Vet: “Well, we’ve examined his urine for crystals, and he doesn’t have any. That can mean only one thing.” *stares at me accusingly*

Me: *after an expectant pause* “Yes?”

Vet: “You need to get him neutered. Honestly, I don’t know why you haven’t done so yet. He’s eight years old; he should have been neutered years ago.”

Me: “But–”

Vet: “No, I’m serious. This sort of spraying activity is very common in an unneutered male, and–”

Me: “But he is neutered.”

Vet: “What?”

Me: “In fact, you’re the one who did it. We had it done right after we got him from the Humane Society. It should be in his file.”

Vet: *looks at the start of the file* “Oh.”

Me: “So, something else must be causing this behaviour, right?”

Vet: *still processing the fact that he was wrong about Fritz not being fixed* “Well… are there any new cats in the neighbourhood?”

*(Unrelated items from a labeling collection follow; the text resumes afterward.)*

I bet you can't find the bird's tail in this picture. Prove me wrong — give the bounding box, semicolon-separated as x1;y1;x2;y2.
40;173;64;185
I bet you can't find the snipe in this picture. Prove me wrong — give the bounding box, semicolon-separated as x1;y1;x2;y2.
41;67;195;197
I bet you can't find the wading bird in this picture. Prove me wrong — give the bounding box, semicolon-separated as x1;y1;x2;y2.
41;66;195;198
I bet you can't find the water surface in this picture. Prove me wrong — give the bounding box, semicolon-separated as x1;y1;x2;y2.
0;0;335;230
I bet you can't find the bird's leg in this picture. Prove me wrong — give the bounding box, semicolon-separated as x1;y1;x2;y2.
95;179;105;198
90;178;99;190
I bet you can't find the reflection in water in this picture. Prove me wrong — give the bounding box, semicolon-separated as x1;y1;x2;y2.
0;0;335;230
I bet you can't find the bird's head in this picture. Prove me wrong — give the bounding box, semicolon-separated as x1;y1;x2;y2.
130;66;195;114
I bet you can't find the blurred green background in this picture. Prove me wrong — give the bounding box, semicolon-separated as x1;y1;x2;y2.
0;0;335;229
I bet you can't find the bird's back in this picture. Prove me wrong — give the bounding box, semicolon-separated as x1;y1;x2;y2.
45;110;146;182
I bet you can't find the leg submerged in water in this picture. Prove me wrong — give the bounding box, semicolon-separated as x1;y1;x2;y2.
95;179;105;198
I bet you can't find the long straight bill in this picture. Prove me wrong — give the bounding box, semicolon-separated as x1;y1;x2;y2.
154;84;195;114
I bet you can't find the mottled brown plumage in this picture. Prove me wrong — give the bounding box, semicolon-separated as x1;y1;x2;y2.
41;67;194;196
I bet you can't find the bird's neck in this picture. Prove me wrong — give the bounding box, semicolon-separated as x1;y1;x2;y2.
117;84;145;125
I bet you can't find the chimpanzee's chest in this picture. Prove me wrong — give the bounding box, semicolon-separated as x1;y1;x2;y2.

Me: “Come to think of it, yes. Our neighbour across the back lane just got a new cat. Fritz sometimes sees him through the window and hisses at him.”

Vet: “Well, there you go.” *looks at me triumphantly*

Me: “Um, what do you mean?”

Vet: “Fritz is antagonized by that new cat. He’s spraying to assert his dominance in his own home.”

Me: “Okay, so… What do I do?”

Vet: “Do? There’s nothing you can do. Apart from moving, that is!” *laughs*

(Very helpful. I started looking for a new vet after that.)